Geran | Deed of Death
 •  ,  •   • Dir.

Reviewed by   |  Aug 27, 2021

Low budget Malaysian effort that for the first hour or so tries to be too much (car racing film, family drama, gangster flick!) and as a result never really finds a satisfying groove but mercifully jettisons all this in the second half to deliver an abundance of brutal martial arts action. Mat Arip (Fad Anuar) is a carefree youngster living in the city betting on fights and taking part in street races. When he bets one too many times, he finds himself in debt to some nasty gangsters. When he can’t pay off his debt, the gangsters decide they are owed the deed to the land his father owns in the country. Despite trying to fight the gangster off Mat Arip is taken hostage and it is then up to his siblings to travel to the city to settle the score with oodles of bone crunching fight action.

If the flick had stuck to the streamlined plot of a younger sibling being in debt to gangsters and his family having to use their impressive fight skills to set things right, then this would have been a fun, short and sharp action flick. As it is, it takes a while to get to this part of the plot as the makers spend far too much time with Mat Arip messing about, getting into all kinds of trouble and how it’s a burden on his family. Too much ‘Fast & Furious’ wannabe street racing, posing, and general silliness clogs up proceedings rendering Mat Arip somewhat unlikable and hard to care for. Nothing wrong with a bit of back story and character building but it’s all laid on a bit thick, along with turgid family drama, and one too many scenes of the gangsters turning up, acting tough, and not really doing much. There is a little bit of sweet fight action peppered throughout and while it’s a little rough around the edges, the film is nicely shot on location giving events a bit of grit.

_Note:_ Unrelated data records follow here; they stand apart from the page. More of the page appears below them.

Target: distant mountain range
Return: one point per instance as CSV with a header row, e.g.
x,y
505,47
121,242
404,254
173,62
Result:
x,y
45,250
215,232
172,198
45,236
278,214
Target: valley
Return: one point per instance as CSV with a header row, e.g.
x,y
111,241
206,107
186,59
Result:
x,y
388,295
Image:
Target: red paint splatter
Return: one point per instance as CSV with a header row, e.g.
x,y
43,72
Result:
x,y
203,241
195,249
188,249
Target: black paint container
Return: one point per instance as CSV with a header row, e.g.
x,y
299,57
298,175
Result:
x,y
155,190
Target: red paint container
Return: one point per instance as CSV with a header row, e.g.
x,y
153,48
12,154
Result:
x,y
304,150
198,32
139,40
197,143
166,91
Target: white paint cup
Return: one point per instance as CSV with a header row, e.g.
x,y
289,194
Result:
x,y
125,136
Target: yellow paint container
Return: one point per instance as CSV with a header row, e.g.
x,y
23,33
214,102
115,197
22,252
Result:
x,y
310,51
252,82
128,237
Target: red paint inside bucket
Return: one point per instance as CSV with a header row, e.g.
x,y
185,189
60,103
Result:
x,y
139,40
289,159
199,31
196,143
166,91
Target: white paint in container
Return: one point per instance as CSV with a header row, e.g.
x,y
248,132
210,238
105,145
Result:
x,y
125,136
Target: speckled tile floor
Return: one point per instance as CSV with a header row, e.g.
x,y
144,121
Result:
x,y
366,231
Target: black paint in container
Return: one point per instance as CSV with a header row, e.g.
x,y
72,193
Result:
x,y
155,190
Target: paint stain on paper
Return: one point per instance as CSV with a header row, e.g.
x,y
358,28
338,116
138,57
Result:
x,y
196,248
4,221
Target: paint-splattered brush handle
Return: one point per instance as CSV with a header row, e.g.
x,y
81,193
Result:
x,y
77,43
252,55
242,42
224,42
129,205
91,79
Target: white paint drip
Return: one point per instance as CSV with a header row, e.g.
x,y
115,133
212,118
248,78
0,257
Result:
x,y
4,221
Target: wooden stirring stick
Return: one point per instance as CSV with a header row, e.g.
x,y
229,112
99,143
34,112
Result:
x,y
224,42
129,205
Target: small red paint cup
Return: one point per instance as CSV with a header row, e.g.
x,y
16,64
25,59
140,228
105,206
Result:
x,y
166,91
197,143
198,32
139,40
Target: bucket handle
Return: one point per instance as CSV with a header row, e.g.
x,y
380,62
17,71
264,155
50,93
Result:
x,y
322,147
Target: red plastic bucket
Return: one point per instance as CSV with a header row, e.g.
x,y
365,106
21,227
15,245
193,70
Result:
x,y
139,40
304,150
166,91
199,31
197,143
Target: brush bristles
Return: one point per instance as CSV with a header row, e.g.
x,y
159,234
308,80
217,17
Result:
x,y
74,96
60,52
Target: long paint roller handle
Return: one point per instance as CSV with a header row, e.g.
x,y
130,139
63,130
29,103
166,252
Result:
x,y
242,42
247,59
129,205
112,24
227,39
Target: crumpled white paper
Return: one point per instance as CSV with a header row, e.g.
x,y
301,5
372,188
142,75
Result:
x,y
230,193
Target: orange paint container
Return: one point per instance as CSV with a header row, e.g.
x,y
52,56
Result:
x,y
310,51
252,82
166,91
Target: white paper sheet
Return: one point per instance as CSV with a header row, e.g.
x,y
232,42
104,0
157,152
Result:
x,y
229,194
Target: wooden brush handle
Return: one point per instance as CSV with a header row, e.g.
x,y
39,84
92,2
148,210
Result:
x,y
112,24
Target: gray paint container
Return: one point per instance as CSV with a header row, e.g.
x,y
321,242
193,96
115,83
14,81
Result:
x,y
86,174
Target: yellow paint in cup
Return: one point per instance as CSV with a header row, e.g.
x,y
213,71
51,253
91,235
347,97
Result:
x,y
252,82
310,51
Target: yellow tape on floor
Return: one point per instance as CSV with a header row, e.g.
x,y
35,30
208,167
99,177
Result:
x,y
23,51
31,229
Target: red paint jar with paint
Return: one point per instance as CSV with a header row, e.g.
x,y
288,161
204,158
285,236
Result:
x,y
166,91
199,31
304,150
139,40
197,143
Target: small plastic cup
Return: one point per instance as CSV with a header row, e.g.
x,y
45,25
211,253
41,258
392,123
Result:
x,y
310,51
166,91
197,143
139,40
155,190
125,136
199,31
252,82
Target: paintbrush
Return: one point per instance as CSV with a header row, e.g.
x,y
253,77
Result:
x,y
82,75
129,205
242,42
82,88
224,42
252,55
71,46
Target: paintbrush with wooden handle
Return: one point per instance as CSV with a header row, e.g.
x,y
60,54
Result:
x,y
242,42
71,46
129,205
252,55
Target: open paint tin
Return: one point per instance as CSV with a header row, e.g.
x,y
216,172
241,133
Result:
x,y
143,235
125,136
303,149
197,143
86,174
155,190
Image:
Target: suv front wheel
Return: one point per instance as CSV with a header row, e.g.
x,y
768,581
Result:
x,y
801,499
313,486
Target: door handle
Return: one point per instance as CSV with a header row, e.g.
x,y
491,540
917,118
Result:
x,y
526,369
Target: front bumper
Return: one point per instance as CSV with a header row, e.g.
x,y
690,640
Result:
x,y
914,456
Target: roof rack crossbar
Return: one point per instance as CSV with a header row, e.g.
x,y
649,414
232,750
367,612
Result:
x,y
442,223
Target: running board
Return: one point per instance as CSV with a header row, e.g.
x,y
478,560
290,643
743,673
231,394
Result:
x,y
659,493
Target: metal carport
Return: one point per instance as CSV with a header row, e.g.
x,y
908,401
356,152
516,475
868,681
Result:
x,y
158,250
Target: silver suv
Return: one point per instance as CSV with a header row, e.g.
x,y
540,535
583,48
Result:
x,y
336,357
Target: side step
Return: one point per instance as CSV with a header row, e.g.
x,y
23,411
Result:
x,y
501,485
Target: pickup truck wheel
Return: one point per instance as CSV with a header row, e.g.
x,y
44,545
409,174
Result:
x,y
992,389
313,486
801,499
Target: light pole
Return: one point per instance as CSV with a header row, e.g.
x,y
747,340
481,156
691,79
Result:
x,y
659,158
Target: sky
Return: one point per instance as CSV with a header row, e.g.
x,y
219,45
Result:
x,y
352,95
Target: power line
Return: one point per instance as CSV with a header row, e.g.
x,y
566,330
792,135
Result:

Thankfully the last 40 minutes or so ramps up the fight action as Mat Arip’s brother Ali (Khoharulah Majid) decides to set things right and cuts his way through the city looking for his brother in a near continuous series of impressively brutal fight scenes. Harnessing the form of Silat (seen in the likes of ‘Merantau’ and ‘The Raid’) the fight scenes are exciting and bone crunching in their execution. Majid is a gifted fighter and cuts through swathes of goons and equally impressive fighters in several one-on-one bouts as the film essentially takes the route of a Golden Era Hong Kong action film by loading the final third with fight scene after scene. Again, a little rough around the edges, and while it doesn’t reach the heady heights of say ‘The Raid’ or ‘The Night Comes for Us’, the fight action is still remarkable stuff with some impressive takedowns and brutal combinations putting the cast through their paces. The awesomely sustained fight action saves the film from the slog it falls into in the first half and warrants an extra star.

While all the cast do well, many being gifted real life Silat fighters, it is Khoharulah Majid who excels as the film becomes his in the second half and he charges through the city and bad guys with propulsive energy. Feiyna Tajudin, as the sister of the brothers, also gets several wicked fight scenes and it’s a shame the film didn’t have her and Majid teaming up (as a deadly duo) to take down the gangsters who have their brother.

A mixed bag unfortunately but if you stick with it there is some incredible fight action come the second half which is a great showcase for some very gifted screen fighters.